Instructions to use njmason/caveman-qwen3.6 with libraries, inference providers, notebooks, and local apps. Follow these links to get started.
- Libraries
- PEFT
How to use njmason/caveman-qwen3.6 with PEFT:
from peft import PeftModel from transformers import AutoModelForCausalLM base_model = AutoModelForCausalLM.from_pretrained("unsloth/Qwen3.6-35B-A3B") model = PeftModel.from_pretrained(base_model, "njmason/caveman-qwen3.6") - Notebooks
- Google Colab
- Kaggle
🪨 caveman-qwen3.6
A QLoRA fine-tune of unsloth/Qwen3.6-35B-A3B trained to produce minimized, direct, high-quality responses by default — no system prompt required. Brevity is baked into the weights.

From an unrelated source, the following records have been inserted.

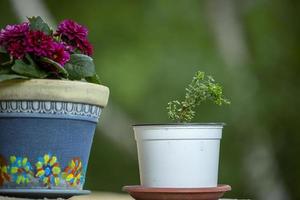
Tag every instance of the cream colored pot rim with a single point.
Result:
(54, 90)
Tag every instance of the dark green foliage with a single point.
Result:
(60, 69)
(202, 88)
(80, 66)
(38, 24)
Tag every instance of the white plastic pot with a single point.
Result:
(178, 155)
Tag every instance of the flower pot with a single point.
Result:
(178, 155)
(46, 132)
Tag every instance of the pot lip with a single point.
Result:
(54, 90)
(217, 124)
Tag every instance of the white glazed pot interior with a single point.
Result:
(178, 156)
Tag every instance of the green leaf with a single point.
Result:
(5, 77)
(30, 70)
(60, 69)
(93, 79)
(2, 50)
(5, 59)
(5, 70)
(80, 66)
(38, 24)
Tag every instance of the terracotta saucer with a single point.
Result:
(148, 193)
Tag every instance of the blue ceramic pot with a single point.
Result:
(45, 139)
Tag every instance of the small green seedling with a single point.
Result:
(202, 88)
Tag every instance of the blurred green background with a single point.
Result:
(147, 51)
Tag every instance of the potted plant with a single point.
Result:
(183, 154)
(50, 103)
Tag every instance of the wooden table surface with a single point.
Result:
(93, 196)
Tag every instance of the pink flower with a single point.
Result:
(12, 38)
(39, 44)
(75, 35)
(59, 53)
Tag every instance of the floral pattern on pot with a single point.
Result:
(21, 170)
(4, 176)
(46, 173)
(48, 170)
(73, 173)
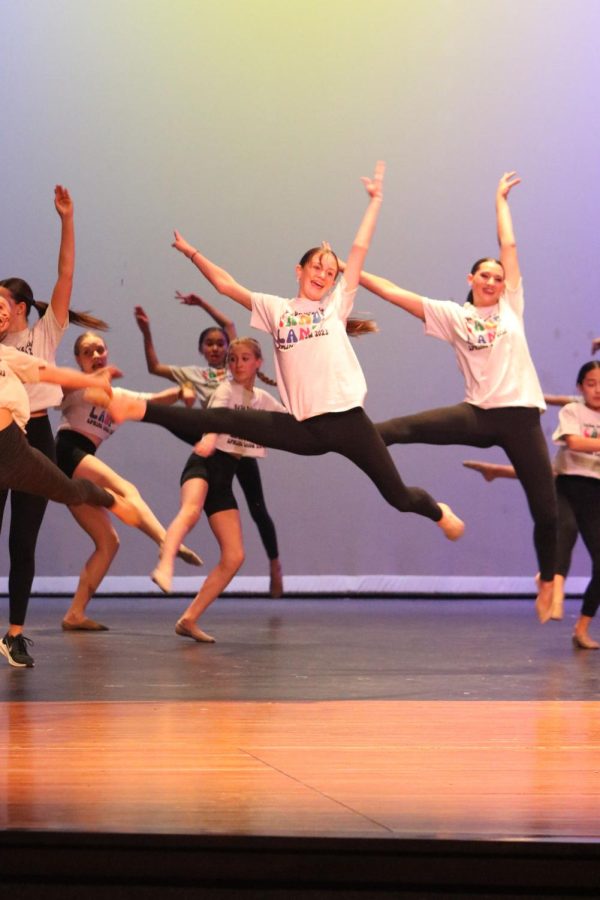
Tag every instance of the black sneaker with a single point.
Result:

Inspired by Mintzs/oogaboogalm (Qwen2.5-7B and Qwen3-8B variants); this is the Qwen3.6-35B-A3B (MoE) port.
Why
Standard LLMs are verbose. They greet, restate the question, and pad with markdown headers. The common fix is a system prompt like "Be concise", but that:
- Wastes tokens on every single call
- Is not reliably enforced across all responses
- Adds boilerplate to every integration
caveman-qwen3.6 eliminates this — the compression behavior lives in the weights.
Before / After
Sampled from a 5-prompt smoke test (greedy decoding, enable_thinking=False, no system prompt):
| Prompt | Base (unsloth/Qwen3.6-35B-A3B) | caveman-qwen3.6 |
|---|---|---|
| "How do I reverse a string in Python?" | 98+ words — markdown headers, multiple methods, prose explanation | 8 words — s = "hello"; reversed_s = s[::-1] |
| "What is the capital of Japan?" | 53 words — explains Edo→Tokyo history, mentions constitution | 1 word — Tokyo. |
| "Write a function that returns true if a number is even." | 22 words — type hints + docstring | 10 words — bare function |
| "Explain what a closure is in JavaScript." | 45+ words — markdown structured | 31 words — direct definition |
| "How do I list files larger than 100MB on Linux?" | 114 words — explainer table breaking down each flag | 9 words — bare find command |
Average reduction: ~75-90% fewer output tokens with no observed correctness loss on the sample.
Use Cases
- 💸 API cost reduction — fewer output tokens = lower cost at scale
- ⚡ Faster inference — less to generate per request, lower TTFT and total latency
- 🤖 Cleaner agent pipelines — response bloat compounds across multi-step LLM calls
- 🔌 Lightweight integrations — no system-prompt boilerplate needed
Training
| Property | Value |
|---|---|
| Base model | unsloth/Qwen3.6-35B-A3B (256 experts, 8 active per token, hybrid DeltaNet+Attention) |
| Fine-tuning method | QLoRA (4-bit) via Axolotl 0.16.2.dev0 |
| MoE LoRA backend | ScatterMoE (custom Triton kernels) |
| Training environment | RunPod A100 80GB PCIe |
| LoRA rank | 32 |
| LoRA alpha | 64 |
| Target modules | q_proj, k_proj, v_proj, o_proj (attention only) |
| Trainable parameters | 6,881,280 (0.04% of total) |
| Sequence length | 2048 |
| Sample packing | enabled |
| Effective batch size | 8 |
| Epochs | ~3 (33 packed steps) |
| Optimizer | AdamW 8-bit |
| Learning rate | 2e-4 (cosine) |
| Final training loss | 0.519 |
| Training time | 6.6 min |
| Distribution format | Adapter only (apply to base model at runtime) |
| Context window | inherited from base (128K via YaRN) |
Dataset
A custom synthetic dataset of 1,500 (prompt, terse_response) pairs, generated via Groq Llama-3.3-70B as a "compression engine" teacher.
Domain mix:
- 600 coding (Python, JS/TS, Go, Bash, SQL) — sampled from CodeAlpaca-20k + Alpaca
- 400 factual ("what is X", "explain Y") — sampled from Dolly-15k
- 300 task instructions — sampled from Dolly + Alpaca
- 200 first-turn conversational — sampled from FineTome-100k
Filters: length 10-500 words, English only, dedup by normalized form, no safety/jailbreak prompts.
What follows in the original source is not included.